My niece married into a family of cattle farmers near Sapporo. They raise Wagyu but I was told they mostly raise the cross between Wagyu and black Angus. I learned from my niece and her husband that the wagyu is rather delicate and has to be housed in a barn during the cold snowy season but the cross breed with black Angus is much more robust and can stay outside in the snow and survive (and thrive).

In the U.S., one could get genuine wagyu beef imported from Japan but it is prohibitively expensive (we never tried it). It is not worth it in my book. Instead, like ones raised in my nice's farm, American wagyu (cross between Wagyu and Black Angus) is raised in US and Australia and its meat is widely sold in a gourmet market at a reasonable (relatively speaking) price. The meat is much redder and not as highly marbled compared to genuine Wagyu beef as you can see in the picture below but it is much fattier and marbled than typical American prime or choice beef. The cut I got this time was  New York strip steak and I bought it as one serving. It weighed almost 1lb! (Between two of us we ate only less than half this evening).
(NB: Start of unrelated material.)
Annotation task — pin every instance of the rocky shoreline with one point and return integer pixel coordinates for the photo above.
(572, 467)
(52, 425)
I did not do anything special to cook the steak. I first let it warm up to  room temperature and seasoned it with Kosher salt and freshly cracked black pepper. Using a small amount of light olive oil, I seared both sides on medium high flame until a nice brow crust was formed (The above image on the right). I finished it in a 350F oven for 8 minutes (for medium rare  as you can see below). I removed the steak from the pan to a plate and covered  loosely with aluminum foil to let it rest for 10 minutes. It was homogeneously pink without the center being totally raw. The marble lines were almost not visible since the fat became semitransparent but it was there.

I served it sliced with the side of oven fried potato. For sauce, I degrazed the pan with sake (4-5 tsp) and reduced it to 1/3 and added soy sauce (1 tsp). I then added 4-5 pats of butter to make an emulsion.  Off heat, I added real wasabi (1/2 tsp) and poured it over the slices of steak (the first picture).

This was certainly a great steak. (Of course, it was perfectly cooked, if I do say so myself). The wasabi flavor did not come through as much as I expected. Is it better than U.S. prime stake? I am not so sure. The oven fried potatos were excellent. They had a crunchy crust and creamy soft inside (my wife's contribution). We were still enjoying the wonderful 2007 Caymus Cabernet Sauvignon with this steak.